Kushner showed Veris as having 2021 total G&A of $57.20 (GlobeSt.com verified numbers directly with companies’ annual reports and SEC filings), which was 0.87% of assets, a measure that NAREIT uses. The other REITs ranged from 0.29% to 0.17%, except for Elme at 1.04%.
Similarly, Kushner’s use of a G&A dollars per residential unit put Veris at the top with $7,687. The company also had the lowest number of units at 7,441. Again, seven of the eight peer group members had much lower figures, from $535 to $986, though the number of units ranged from 25,363 to 98,778. The exception again was Elme, with 8,868 units and a per-unit measure of $3,105. It may be that there is an inherent issue of scale, and that the way to get true financial efficiencies is through scaling up the number of properties and number of units, not through smarter operations alone.
Veris emailed a rejection of the takeover bid to Kushner on Thursday.

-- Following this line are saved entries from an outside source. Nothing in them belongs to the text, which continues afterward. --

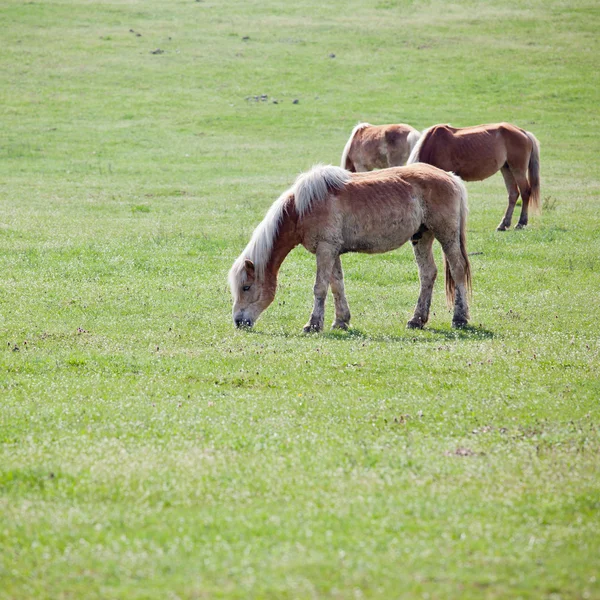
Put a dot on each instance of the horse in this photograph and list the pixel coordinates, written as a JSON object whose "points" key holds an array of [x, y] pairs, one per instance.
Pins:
{"points": [[476, 153], [378, 147], [330, 211]]}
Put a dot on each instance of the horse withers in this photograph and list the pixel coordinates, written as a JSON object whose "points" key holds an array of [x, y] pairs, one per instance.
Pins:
{"points": [[476, 153], [378, 147], [331, 211]]}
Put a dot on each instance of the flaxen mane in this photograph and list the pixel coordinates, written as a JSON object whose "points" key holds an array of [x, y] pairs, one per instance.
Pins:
{"points": [[416, 151], [310, 187], [349, 142]]}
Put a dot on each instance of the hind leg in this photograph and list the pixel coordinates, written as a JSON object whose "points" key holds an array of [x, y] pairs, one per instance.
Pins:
{"points": [[326, 255], [525, 190], [423, 249], [342, 310], [513, 195], [457, 265]]}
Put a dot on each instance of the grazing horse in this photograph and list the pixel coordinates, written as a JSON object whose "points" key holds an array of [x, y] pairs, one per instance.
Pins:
{"points": [[378, 147], [476, 153], [331, 211]]}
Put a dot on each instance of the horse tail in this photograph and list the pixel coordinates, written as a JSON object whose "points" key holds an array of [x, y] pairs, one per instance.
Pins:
{"points": [[534, 173], [346, 161], [415, 155], [463, 213]]}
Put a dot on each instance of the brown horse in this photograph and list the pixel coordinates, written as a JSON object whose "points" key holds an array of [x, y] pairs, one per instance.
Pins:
{"points": [[330, 211], [378, 147], [476, 153]]}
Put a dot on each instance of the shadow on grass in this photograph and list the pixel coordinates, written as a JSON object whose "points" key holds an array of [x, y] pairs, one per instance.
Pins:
{"points": [[411, 336]]}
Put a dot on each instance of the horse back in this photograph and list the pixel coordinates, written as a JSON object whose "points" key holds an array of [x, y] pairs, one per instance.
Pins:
{"points": [[473, 153]]}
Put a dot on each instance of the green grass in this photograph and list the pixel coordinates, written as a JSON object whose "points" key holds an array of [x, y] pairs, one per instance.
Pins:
{"points": [[150, 450]]}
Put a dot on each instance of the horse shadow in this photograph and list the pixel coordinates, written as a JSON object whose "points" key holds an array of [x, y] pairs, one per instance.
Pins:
{"points": [[427, 335]]}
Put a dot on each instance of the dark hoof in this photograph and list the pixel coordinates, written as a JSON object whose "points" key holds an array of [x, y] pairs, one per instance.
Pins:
{"points": [[415, 324]]}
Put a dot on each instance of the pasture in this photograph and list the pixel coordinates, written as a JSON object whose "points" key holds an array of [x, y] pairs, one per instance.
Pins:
{"points": [[148, 449]]}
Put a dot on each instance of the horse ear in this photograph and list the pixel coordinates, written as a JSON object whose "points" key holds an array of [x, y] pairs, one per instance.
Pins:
{"points": [[249, 265]]}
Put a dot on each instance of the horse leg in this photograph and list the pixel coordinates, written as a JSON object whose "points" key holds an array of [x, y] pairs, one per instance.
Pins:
{"points": [[326, 256], [525, 190], [423, 249], [458, 270], [513, 195], [342, 310]]}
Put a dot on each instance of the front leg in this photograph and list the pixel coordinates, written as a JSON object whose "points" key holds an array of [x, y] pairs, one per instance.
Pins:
{"points": [[326, 256], [423, 248], [342, 310]]}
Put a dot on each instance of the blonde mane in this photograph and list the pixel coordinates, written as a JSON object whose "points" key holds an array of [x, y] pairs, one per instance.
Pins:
{"points": [[416, 151], [349, 142], [310, 187]]}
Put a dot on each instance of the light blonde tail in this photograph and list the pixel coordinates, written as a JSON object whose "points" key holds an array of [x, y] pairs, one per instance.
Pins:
{"points": [[534, 174]]}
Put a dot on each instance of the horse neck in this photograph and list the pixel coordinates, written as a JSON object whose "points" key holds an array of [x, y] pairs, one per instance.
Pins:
{"points": [[285, 241]]}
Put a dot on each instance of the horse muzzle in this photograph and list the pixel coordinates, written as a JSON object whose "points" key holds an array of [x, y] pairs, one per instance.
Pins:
{"points": [[242, 322]]}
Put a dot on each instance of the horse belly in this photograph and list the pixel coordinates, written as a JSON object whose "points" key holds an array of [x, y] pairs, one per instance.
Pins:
{"points": [[379, 237], [478, 171]]}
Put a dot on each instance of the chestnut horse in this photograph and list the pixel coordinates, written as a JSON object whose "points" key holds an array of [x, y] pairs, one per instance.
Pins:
{"points": [[378, 147], [476, 153], [331, 211]]}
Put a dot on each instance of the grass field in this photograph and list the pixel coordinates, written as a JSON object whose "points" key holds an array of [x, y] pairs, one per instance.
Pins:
{"points": [[150, 450]]}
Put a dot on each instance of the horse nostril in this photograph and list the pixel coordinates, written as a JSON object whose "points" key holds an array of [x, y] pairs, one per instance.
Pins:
{"points": [[241, 322]]}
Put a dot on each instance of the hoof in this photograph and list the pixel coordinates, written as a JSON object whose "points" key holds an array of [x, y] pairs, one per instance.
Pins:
{"points": [[415, 324]]}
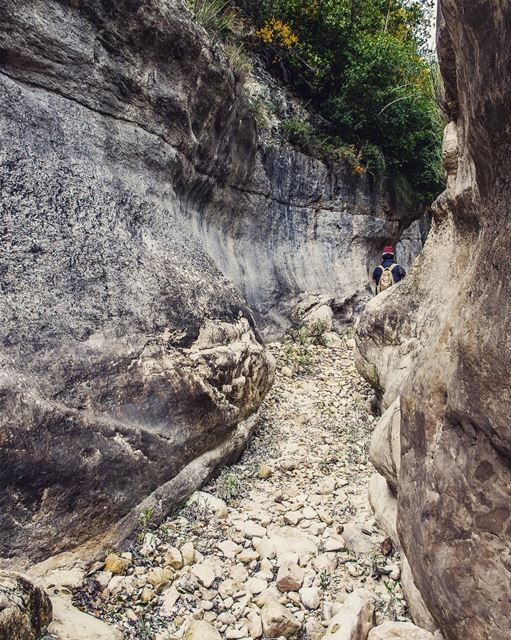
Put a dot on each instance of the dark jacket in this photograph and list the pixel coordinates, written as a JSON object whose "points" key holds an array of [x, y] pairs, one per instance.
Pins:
{"points": [[398, 273]]}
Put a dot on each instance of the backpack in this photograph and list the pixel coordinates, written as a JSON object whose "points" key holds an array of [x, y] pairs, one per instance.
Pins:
{"points": [[386, 279]]}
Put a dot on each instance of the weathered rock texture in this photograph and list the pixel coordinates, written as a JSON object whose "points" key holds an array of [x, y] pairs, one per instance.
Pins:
{"points": [[300, 226], [441, 341], [25, 610], [129, 366]]}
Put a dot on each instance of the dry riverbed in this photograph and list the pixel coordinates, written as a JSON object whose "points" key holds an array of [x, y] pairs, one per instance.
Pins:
{"points": [[276, 544]]}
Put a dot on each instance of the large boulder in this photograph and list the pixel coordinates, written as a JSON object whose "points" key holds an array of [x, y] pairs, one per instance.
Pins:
{"points": [[25, 609], [442, 341], [385, 449], [130, 367]]}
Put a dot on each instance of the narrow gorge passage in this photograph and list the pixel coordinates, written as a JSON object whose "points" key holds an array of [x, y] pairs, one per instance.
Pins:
{"points": [[298, 497]]}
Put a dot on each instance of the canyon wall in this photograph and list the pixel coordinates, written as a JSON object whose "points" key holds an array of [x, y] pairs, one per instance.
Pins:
{"points": [[440, 342], [131, 367], [139, 210]]}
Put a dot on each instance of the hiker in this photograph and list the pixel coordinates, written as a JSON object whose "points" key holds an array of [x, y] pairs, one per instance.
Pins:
{"points": [[388, 273]]}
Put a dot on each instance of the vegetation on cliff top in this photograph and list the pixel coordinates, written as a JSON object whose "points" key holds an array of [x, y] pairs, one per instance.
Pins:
{"points": [[366, 67]]}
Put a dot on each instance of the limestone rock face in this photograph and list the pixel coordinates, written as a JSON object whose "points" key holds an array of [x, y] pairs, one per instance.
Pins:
{"points": [[24, 608], [130, 367], [442, 340]]}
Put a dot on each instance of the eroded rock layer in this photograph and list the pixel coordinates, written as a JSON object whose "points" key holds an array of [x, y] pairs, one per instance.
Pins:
{"points": [[441, 341], [130, 367]]}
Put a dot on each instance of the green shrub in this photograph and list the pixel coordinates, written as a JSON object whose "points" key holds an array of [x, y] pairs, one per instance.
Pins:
{"points": [[297, 131], [239, 62], [216, 16], [365, 66]]}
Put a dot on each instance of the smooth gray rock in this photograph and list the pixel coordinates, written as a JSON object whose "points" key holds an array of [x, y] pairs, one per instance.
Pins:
{"points": [[25, 609], [130, 367]]}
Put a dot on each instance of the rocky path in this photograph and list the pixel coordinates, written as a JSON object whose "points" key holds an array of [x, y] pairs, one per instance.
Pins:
{"points": [[277, 543]]}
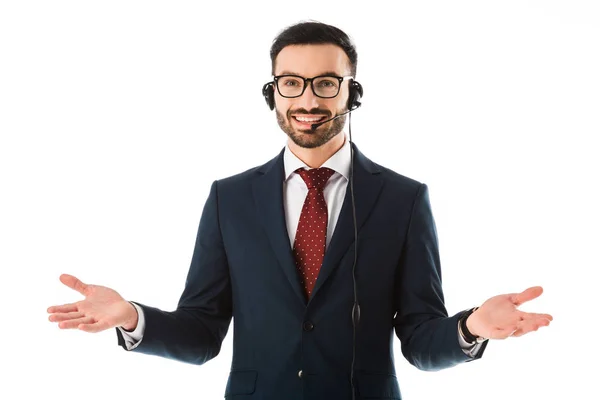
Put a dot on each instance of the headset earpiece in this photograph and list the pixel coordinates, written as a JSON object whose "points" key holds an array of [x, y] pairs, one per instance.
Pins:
{"points": [[269, 94], [355, 92]]}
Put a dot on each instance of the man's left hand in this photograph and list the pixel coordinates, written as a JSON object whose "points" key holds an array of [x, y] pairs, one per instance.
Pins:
{"points": [[498, 317]]}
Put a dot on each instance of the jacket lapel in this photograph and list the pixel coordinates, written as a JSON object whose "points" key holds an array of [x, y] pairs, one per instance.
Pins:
{"points": [[367, 185], [268, 196]]}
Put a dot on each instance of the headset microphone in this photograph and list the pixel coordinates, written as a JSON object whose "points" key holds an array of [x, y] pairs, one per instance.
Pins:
{"points": [[315, 126]]}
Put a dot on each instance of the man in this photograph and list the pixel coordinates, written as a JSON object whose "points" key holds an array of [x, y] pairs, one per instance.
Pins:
{"points": [[275, 251]]}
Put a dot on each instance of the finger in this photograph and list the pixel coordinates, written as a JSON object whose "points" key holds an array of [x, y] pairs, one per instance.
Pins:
{"points": [[65, 316], [74, 283], [530, 326], [74, 323], [63, 308], [527, 316], [94, 327], [526, 295]]}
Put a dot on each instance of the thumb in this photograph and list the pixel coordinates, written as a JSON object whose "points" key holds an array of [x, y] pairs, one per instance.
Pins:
{"points": [[74, 283]]}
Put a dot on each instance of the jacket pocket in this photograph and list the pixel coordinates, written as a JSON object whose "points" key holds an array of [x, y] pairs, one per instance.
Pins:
{"points": [[241, 382], [377, 385]]}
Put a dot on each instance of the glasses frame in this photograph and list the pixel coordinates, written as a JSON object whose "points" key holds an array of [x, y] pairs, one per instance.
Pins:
{"points": [[312, 87]]}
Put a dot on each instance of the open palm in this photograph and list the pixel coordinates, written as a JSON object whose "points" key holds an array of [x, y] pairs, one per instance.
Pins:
{"points": [[103, 308], [499, 317]]}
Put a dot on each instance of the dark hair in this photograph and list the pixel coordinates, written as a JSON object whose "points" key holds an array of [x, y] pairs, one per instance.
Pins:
{"points": [[314, 33]]}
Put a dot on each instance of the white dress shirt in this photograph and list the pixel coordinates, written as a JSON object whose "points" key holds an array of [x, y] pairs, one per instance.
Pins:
{"points": [[294, 194]]}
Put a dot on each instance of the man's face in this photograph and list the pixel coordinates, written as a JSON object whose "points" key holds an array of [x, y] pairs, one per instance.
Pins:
{"points": [[309, 61]]}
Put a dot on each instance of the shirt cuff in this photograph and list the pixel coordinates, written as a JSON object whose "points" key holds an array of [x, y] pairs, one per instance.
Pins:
{"points": [[134, 338], [470, 349]]}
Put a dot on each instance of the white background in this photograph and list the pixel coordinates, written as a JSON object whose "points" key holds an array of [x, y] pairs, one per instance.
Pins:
{"points": [[116, 116]]}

The company’s board wrote that the $16-per-share offer “grossly undervalues the Company in its current form and denies Veris Residential shareholders the substantial value expected to be unlocked from the pending completion of the Company’s strategic transformation.” The board also said that it had communicated its “unanimous rejection of your proposal” on October 4.
The company also rejected out of hand the idea of contracting with Kushner to manage the residential units as “Kushner Companies lacks third-party management expertise, has a well-documented history of questionable management practices, and is in direct competition with Veris Residential, creating inherent conflicts of interest.”
Veris reiterated the steps the company has taken to shed the largely commercial properties of one of its two companies, Mack-Cali Realty Corporation, and instead focus on the multifamily interests of Roseland Residential Trust. The two had “separate, largely duplicative cost structures which were, in part, a function of contractual arrangements instituted by legacy management.”
However, Veris did not directly address the comparisons Kushner made in its most recent public presentation.